Chicago: Tesla Motors Inc. said buyers who place new orders for Model 3 vehicles can expect to begin receiving deliveries as soon as mid-2018, with production starting as scheduled late next year.

“Production begins late 2017. Delivery estimate for new reservations is mid 2018 or later,” the electric-car marker said on its website on Tuesday. Tesla shares briefly pared gains after the news was initially interpreted as a delay in the introduction of the vehicle. The shares rose 2.7% to $199.34 at the close in New York.

“Today’s website update doesn’t reflect any change in our plans,” Tesla said in a statement. “We still plan to begin Model 3 deliveries in late 2017, and we adjusted the date on our marketing page to reflect more accurate timing for new/future reservation holders.”

After Fortune magazine said in a Twitter post that “Tesla says new Model 3 reservations won’t arrive for close to two years,” chief executive officer Elon Musk responded with a tweet of his own: “This is because the first 12 months of production are sold out.”

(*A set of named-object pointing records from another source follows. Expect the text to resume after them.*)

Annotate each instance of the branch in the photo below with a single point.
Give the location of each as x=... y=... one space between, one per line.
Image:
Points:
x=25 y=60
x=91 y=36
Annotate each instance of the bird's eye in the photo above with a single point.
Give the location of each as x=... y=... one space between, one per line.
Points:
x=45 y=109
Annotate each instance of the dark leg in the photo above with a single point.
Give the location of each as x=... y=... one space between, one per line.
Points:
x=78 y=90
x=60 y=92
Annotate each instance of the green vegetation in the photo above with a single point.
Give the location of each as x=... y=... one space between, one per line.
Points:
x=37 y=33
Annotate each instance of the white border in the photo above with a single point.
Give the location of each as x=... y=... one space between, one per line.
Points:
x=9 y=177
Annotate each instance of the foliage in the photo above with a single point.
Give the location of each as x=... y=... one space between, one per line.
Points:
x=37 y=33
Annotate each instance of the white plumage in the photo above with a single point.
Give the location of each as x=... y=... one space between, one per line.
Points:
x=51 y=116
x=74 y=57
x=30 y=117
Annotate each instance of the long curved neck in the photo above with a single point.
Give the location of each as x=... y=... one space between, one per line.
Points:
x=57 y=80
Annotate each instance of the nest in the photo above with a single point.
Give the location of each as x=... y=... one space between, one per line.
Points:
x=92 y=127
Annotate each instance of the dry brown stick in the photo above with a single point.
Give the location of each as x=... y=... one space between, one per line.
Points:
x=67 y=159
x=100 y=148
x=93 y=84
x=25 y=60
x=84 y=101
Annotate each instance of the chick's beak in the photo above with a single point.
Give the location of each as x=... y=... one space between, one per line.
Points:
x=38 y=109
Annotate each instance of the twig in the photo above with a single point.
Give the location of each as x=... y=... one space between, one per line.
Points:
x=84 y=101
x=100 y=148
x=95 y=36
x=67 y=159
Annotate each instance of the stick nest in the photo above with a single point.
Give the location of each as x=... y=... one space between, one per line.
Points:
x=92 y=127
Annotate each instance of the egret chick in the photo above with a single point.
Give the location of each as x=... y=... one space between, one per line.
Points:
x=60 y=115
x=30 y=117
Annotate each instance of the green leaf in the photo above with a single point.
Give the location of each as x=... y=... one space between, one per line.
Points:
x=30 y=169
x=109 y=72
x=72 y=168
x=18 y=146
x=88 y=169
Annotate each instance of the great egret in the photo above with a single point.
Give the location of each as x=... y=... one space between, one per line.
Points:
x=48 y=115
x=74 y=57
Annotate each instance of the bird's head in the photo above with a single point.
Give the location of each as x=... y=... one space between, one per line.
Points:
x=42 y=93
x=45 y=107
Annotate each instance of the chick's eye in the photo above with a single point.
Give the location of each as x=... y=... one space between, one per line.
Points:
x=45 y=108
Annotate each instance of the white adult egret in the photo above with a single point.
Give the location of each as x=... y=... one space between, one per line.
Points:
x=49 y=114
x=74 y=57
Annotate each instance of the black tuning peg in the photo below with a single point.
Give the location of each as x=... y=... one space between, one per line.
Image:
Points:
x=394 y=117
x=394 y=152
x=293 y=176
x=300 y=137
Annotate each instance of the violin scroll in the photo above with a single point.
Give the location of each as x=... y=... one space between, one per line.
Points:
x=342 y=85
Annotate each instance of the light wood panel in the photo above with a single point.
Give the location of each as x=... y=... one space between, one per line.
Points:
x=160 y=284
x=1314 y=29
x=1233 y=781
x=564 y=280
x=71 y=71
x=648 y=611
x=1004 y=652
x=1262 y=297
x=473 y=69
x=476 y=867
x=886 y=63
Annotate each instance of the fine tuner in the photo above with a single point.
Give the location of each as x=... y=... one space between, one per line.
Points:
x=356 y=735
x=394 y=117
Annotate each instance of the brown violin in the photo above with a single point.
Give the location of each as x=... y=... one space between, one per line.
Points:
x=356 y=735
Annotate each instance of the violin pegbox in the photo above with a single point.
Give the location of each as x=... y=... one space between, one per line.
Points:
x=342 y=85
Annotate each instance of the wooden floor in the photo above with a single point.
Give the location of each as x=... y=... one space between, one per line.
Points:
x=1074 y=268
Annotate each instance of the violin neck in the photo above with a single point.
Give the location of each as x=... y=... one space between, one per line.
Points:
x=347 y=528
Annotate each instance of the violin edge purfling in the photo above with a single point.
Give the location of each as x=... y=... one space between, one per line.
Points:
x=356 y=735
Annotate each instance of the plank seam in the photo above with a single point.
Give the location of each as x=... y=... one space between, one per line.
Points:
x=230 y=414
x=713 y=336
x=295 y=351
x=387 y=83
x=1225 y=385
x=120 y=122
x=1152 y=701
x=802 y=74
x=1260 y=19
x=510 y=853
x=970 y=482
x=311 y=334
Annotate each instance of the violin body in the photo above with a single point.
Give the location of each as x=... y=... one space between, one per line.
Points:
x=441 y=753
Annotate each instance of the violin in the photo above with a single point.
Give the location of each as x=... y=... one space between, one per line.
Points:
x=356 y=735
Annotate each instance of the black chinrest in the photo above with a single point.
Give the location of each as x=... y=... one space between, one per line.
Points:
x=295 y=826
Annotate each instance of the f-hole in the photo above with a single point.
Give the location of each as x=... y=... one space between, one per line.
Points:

The Model 3, which is slated to begin at $35,000 before government incentives, is the key to Tesla’s plan to expand to a wider market for its electric cars. The company first unveiled the Model 3 at an event at its Hawthorne, California, design studio March 31. In May, Tesla said it had received about 373,000 pre-orders for the car.

The Model 3 update comes as Tesla is scheduled to unveil a new product on Wednesday, leading to speculation about what the company will announce.

“Possibilities include enhancements to the S/X, energy storage products, or showing of a different class of vehicle,” Ben Kallo, a Robert W. Baird & Co. analyst, said in a research note on Monday.